In St. Petersburg, each organization is able to implement its own electronic health record system. However, Kogan and his team began to look into ways to help link these records. 

“In 2014 we started to create a regional central database to collect the data. We started with a laboratory data exchange. Why laboratory data?” Kogan said. “Because we needed to create an incentive for doctors to use the information systems, so we had to give them something vital, which was laboratory results.” 

Kogan’s team looked into a number of options before choosing HL7 FHIR. 

“Every hospital information system is integrated by FHIR. Lab orders are sent to the central system. The laboratory receives the order,” Kogan said. “When tests are ready, the lab sends the diagnostic report to the central system. That report becomes visible to the doctor who ordered this test, every doctor who sees the patients and to the patient himself.” 

The next step, in 2018, was launching a regional integrated EHR system. 

“All healthcare institutions now must send patient health records to a patient regional database,” Kogan said. “We collect patient documents from all levels of healthcare organizations. We are therefore able to give an integrated record to a doctor and achieve the continued care, at least that is what we thought.”

This meant a lot of digital paperwork coming at the doctors left and right – and not all of it was useful. 

“We supplied our doctor with all the patient medical records. Did we help him? Not so much,” he said. “Theoretically EHRs are a great instrument for continuative care. When we look at it in detail in the real physician’s workflow we see that it is nearly impossible to use. So unfortunately, EHR itself gives nearly no difference to the paper medical record.”

The records were being organized by source – so, for example, all of the lab records were in one bucket, all of the images were in another and so on. 

“A doctor trying to find answer to specific questions sees a mixture of records, both relevant and irrelevant, because they are structured by source and not by purpose,” he said. 
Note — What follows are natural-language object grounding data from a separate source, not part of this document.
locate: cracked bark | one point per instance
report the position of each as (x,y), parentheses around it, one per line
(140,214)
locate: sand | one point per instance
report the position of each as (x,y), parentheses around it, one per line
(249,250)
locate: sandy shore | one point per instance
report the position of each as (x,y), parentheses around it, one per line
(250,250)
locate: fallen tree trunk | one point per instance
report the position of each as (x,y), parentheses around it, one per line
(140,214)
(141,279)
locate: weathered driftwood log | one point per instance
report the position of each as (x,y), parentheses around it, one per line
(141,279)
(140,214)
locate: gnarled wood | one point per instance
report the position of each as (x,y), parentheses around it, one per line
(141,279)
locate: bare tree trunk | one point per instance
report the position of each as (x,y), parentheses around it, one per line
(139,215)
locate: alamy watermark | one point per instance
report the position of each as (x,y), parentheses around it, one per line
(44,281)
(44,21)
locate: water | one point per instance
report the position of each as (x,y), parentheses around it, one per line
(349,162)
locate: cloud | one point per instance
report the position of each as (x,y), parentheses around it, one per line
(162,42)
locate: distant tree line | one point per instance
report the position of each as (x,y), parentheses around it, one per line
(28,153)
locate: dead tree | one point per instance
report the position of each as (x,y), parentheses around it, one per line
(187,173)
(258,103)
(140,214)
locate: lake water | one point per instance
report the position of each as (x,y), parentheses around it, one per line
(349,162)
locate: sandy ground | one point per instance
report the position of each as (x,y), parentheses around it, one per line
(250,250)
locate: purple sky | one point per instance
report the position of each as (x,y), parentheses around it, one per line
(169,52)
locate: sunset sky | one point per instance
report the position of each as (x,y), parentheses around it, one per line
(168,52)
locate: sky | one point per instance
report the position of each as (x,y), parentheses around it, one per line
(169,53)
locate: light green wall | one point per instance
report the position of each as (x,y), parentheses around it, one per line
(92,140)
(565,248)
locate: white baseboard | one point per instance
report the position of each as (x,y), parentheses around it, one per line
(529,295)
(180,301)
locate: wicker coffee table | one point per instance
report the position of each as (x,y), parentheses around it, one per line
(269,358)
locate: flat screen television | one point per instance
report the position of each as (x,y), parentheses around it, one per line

In order to remedy this the team began to use an alternative approach called problem-oriented medical records. This mean that the reports would each represent a problem, in theory making it easier for a doctor to find files related to the aliment he or she is trying to treat. Historically, this type of organization has a number of hurtles, he said. The issues range from not all headings being actual problems to some information belonging in two categories.

“As we decided to make our EHR problem orientated, we decided to overcome this limitation with two instruments: an author-generated patient summary and problem summary,” he said. 

They decided to build a system that would allow for creating an automated patient summary, using the codes that a doctor uses to describe an ailment. Kogan noted that different doctors may diagnose a condition differently, but the system takes it all into account. 

“Why were the codes different? Maybe one doctor is right and the other is wrong,” he said. “Maybe both are right but the patient’s condition has changed. It is important that our algorithm doesn’t decide whether opinions are right or not. It aggregates opinions into problem.”

The team also created a problem-summary list, which needed more specifics on a condition and required a consensus on what a condition was. It was similar to a clinical registry, where there is a list of agreed parameters for each condition and the doctors registers the data. In the problem summary, it will also include a timeline and relevant history. 

“We have discussed the three tools for continuative care, integrated EHR, patient summary and patient-problem summary. We see these tools, being brought together, can support continuative care, not just in theory, in the real physician workflow,” he said.